Между двумя государствами проблема валютного союза изначально носила политический характер. Во-первых, валютный союз предусматривался ещё до того, как Александр Григорьевич Лукашенко победил на первых президентских выборах и стал главой Республики Беларусь. Этот валютный союз изначально являлся определенным политическим ходом тогдашнего председателя Совета министров Белоруссии Вячеслава Кебича, который, обещая «денежную унию» в виде перехода Белоруссии на российский рубль, в 1993-м году хотел заручиться поддержкой России на будущих президентских выборах. Он эту поддержку получил, но во втором туре победил, как известно, молодой политик Александр Лукашенко. Началась эпоха Лукашенко, которая продолжается до наших дней. Но политизация этого вопроса как была, так и осталась.
Первый президент РБ довольно виртуозно подменил вопрос о переходе на российский рубль идеей постепенного обеспечения неких условий для введения общей валюты двух государств, что, в частности, было позже закреплено в Договоре о Союзе Беларуси и России. Этот документ предусматривал в течение 1997 – 1998 гг. создать условия для введения общей валюты, но не содержал характеристики и параметры самих условий.
Наиболее выпукло в тот период проявились разногласия сторон вокруг проблемы единого эмиссионного центра. Белорусское руководство заняло довольно жесткую позицию, суть которой Александр Лукашенко выразил известной фразой: «если мне предложат эмиссию в Кремле, то я на это никогда не пойду». Такой подход Минска вызывал крайнее раздражение российской стороны, поскольку Министерство финансов и Центральный банк России вложили к тому времени колоссальные средства в поддержку белорусского рубля и рассчитывали на быстрое решение вопроса о размещении единого эмиссионного центра СБР в Москве. Российские финансисты и банкиры были намерены диктовать союзнику правила и темпы перехода на российский рубль. К тому же инициатива перехода на единую валюту в то время исходила исключительно от государственно-политического руководства Республики Беларусь. Излишне напоминать, что в рамках Союза Беларуси и России появление общей валюты не произошло.
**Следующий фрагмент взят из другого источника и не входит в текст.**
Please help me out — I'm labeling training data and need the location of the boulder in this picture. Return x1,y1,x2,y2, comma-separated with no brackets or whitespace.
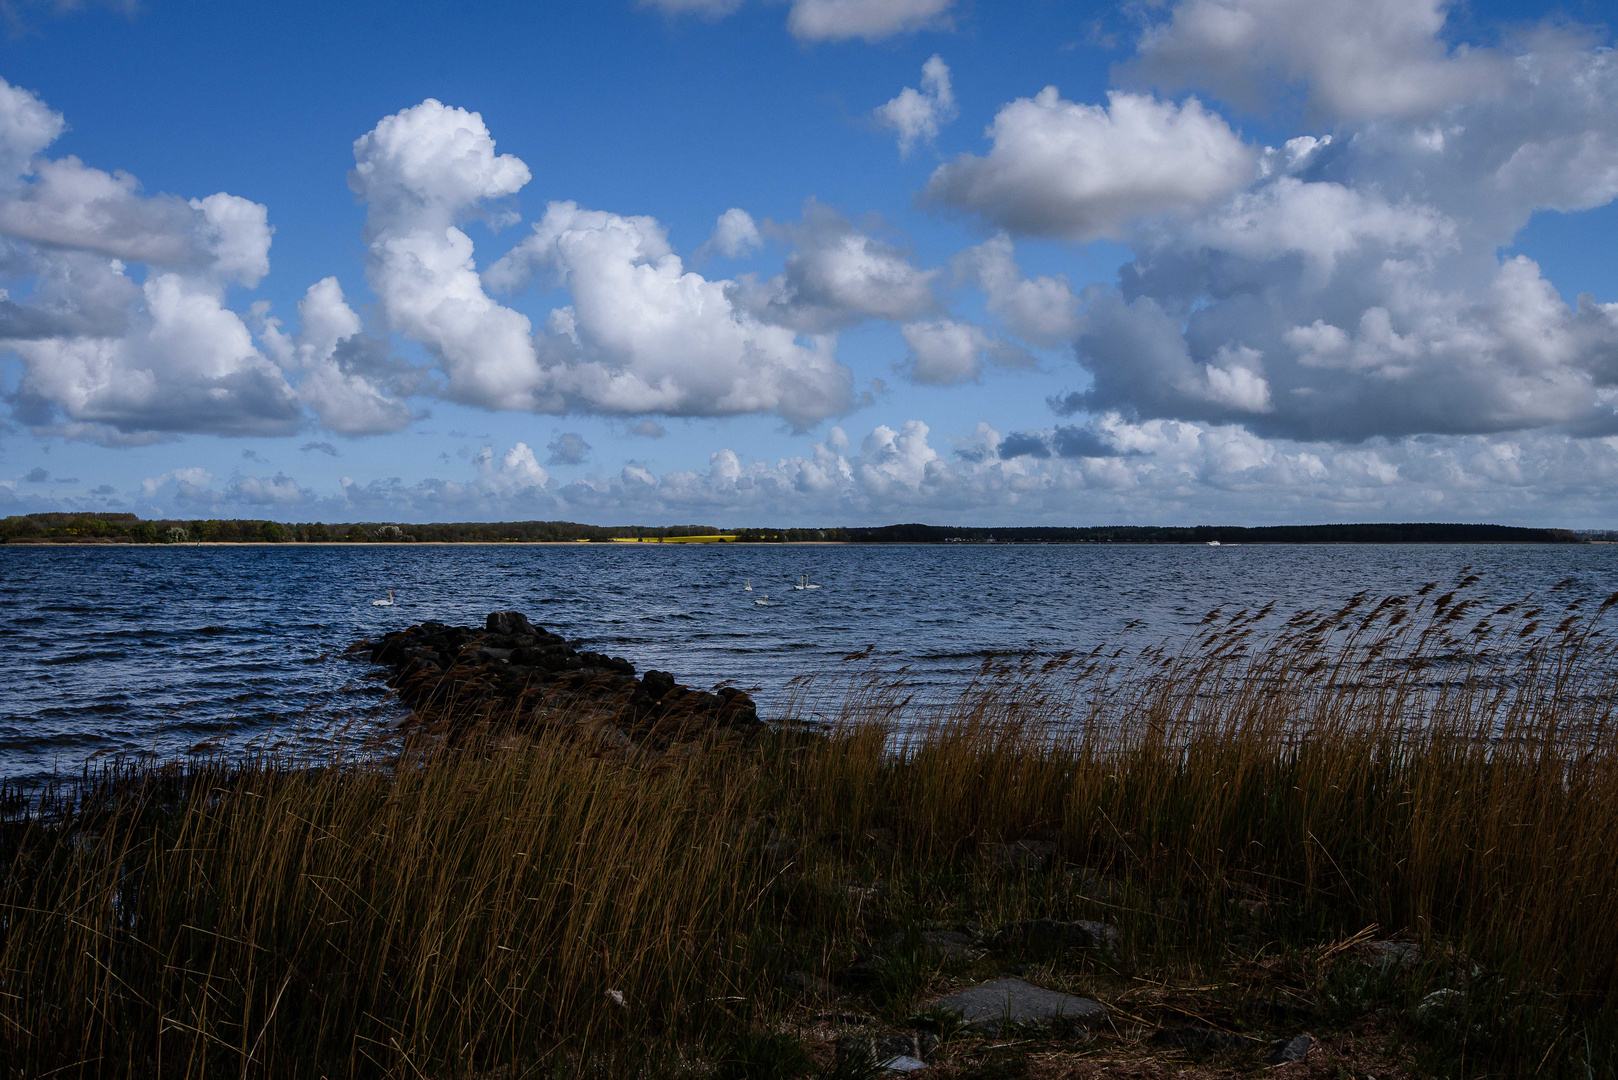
1268,1033,1312,1064
923,977,1105,1036
1007,918,1122,959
Не было научного понимания, осознания методологии введения единой валюты и на пространстве Союзного государства, которое начало существовать формально с 2000-го года. Правда, после появления Союзного государства на политической сцене вопрос единой валюты никогда не снимался, но теперь он уже будировался российской стороной. Россия, например, снова поставила его в период острого финансово-экономического кризиса в Белоруссии весной 2011 года.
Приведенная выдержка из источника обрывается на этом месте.